Buerger disease: thromboangiitis obliterans: an inflammation of the arteries (and veins) in an extremity causing severe ischemia; occurs usually in young smokers and is a pathologic variant of arteriosclerosis.
cerebrovascular accident (CVA): an outdated term; see stroke.
chilblains: breakdown of skin and swelling of the hands and feet from overexposure to cold moisture; also called thermal injuries.
claudication: inadequate blood flow to large muscle groups of lower limbs resulting from hardening of the arteries, causing pain, numbness, or heaviness in muscle groups brought on by exercise and relieved promptly by rest; may produce similar symptoms in the upper limbs after prolonged use; also called intermittent claudication.
compartment syndrome: compromise of circulation and function of tissue within a closed space caused by increased pressure within that space, with diminished oxygenated blood supply; may be due to overexertion of leg muscles, a tight bandage, or trauma. The syndrome may self-correct or progress, with eventual muscle necrosis (ischemia), loss of arterial blood supply, nerve palsy, or loss of limb. The most commonly affected compartments are the anterior leg (anterior compartment syndrome), volar forearm (leading to Volkmann ischemic contracture), and anterior thigh (rectus femoris syndrome).
diabetic foot disease: blood flow can be limited by thickened blood vessels and arteriosclerosis producing relative ischemia predominantly to the foot. The neurologic response is blunted, creating sensory deficit and decreased shunting of blood to the affected area. Additionally, altered anatomy, such as tightened tendons, bony changes, dry skin, and deformed nails can create a foot susceptible to infection, ulceration, osteomyelitis, and progression to limb loss.
embolus ( pl. emboli): blood clot or piece of atheromatous debris that blocks an artery or vein. It can also be made up of an air bubble, fat, portion of tumor, or piece of prosthetic material. An embolus may cause a heart attack if in the heart, a stroke if in the brain, and acute ischemia if in the lower limbs.
fibromuscular dysplasia (FMD): uncommon degenerative disease of the arteries often affecting the renal arteries of young females. The problem causes narrowing of the vessel with weblike deformities that appear as a string of beads on an arteriogram. It can also cause aneurysm.
fistula: abnormal communication between any two structures that normally do not communicate; can be the result of trauma, arteriosclerosis, or surgical procedure. An arteriovenous fistula may be created and used for hemodialysis. (See arteriovenous fistula [AVF]. )
frostbite: damage to tissue resulting from exposure to cold; may lower blood supply sufficiently to cause permanent sensory loss, chronic pain, or partial limb loss.
gangrene: sign of substantial ischemia involving death of tissue. May be dry (not infected) or wet (infected).
Hollenhorst plaque: cholesterol emboli in a small retinal eye artery. Usually indicative of carotid arteriosclerosis. May represent a transient ischemic attack or warning for a stroke.
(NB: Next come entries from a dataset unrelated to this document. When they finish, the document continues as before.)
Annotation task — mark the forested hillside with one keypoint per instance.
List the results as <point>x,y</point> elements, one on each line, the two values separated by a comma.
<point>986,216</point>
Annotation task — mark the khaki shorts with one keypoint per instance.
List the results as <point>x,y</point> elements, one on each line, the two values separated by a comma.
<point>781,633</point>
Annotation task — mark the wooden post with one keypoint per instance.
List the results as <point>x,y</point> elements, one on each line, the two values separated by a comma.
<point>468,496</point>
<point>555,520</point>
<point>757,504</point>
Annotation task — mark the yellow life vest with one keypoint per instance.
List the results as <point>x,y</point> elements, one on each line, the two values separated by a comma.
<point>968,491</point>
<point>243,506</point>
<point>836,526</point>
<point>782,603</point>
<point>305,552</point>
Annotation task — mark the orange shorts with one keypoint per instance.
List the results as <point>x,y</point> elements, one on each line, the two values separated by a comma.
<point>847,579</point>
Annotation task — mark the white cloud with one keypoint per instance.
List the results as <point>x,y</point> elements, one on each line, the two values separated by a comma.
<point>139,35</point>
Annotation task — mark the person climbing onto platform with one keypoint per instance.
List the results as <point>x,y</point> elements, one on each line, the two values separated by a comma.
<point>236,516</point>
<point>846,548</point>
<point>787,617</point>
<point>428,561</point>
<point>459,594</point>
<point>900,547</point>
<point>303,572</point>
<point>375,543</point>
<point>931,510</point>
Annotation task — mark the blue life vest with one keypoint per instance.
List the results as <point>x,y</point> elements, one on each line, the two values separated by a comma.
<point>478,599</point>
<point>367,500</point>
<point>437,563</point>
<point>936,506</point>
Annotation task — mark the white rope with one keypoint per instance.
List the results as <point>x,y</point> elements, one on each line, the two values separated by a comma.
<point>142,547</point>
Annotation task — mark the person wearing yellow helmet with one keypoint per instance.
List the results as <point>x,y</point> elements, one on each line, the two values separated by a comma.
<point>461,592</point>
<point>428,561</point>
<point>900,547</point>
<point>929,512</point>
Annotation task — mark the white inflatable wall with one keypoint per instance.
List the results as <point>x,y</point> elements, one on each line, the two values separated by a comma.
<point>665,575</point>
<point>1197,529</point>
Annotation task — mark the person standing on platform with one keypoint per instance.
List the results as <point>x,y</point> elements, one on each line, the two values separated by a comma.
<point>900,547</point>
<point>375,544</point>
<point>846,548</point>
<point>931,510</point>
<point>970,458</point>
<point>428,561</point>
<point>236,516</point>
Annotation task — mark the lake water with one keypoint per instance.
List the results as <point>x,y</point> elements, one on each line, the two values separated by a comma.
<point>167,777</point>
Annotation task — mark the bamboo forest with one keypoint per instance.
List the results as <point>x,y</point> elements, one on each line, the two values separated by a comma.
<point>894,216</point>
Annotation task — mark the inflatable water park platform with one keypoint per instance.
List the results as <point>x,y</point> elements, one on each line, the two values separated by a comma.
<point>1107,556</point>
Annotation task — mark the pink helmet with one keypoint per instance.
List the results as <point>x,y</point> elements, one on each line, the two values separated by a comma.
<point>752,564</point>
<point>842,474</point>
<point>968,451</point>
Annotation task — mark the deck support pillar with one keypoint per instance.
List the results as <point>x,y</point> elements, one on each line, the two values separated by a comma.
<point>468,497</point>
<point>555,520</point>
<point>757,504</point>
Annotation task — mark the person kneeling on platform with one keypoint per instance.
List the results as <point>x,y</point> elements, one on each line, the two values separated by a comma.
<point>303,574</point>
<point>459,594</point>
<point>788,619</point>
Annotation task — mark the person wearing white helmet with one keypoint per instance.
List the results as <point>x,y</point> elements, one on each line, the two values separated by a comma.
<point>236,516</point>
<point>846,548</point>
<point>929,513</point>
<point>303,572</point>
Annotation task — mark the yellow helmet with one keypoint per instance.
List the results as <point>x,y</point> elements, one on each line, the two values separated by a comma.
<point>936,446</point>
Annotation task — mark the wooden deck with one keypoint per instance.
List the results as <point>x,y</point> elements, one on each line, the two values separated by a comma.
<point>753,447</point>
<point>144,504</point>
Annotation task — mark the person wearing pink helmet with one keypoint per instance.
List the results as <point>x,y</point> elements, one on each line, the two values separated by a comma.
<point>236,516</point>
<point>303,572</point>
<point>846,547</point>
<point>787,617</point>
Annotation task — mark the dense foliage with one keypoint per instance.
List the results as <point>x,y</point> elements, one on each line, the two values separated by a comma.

infarct: area of ischemic necrosis resulting from acute interruption of blood supply. This term is often applied to areas of the brain or heart.
ischemia: acute or chronic decreased blood flow (perfusion) to organ or limb caused by obstruction of inflow of arterial blood or by vasoconstriction. Acutely, the symptoms include the six P s: pain, pallor, pulselessness, paresthesias, paralysis, and poikilothermia (coldness).
kinking: bending of an artery, causing pain; result of trauma or body position.
pallor: loss of color of skin representing a marked decrease in blood flow, either acute or chronic; may be present only with the elevation of the extremity.
peripheral arterial occlusion (PAO): results from buildup of atherosclerosis (fatty tissue) that can cut off blood supply to the limbs and feet.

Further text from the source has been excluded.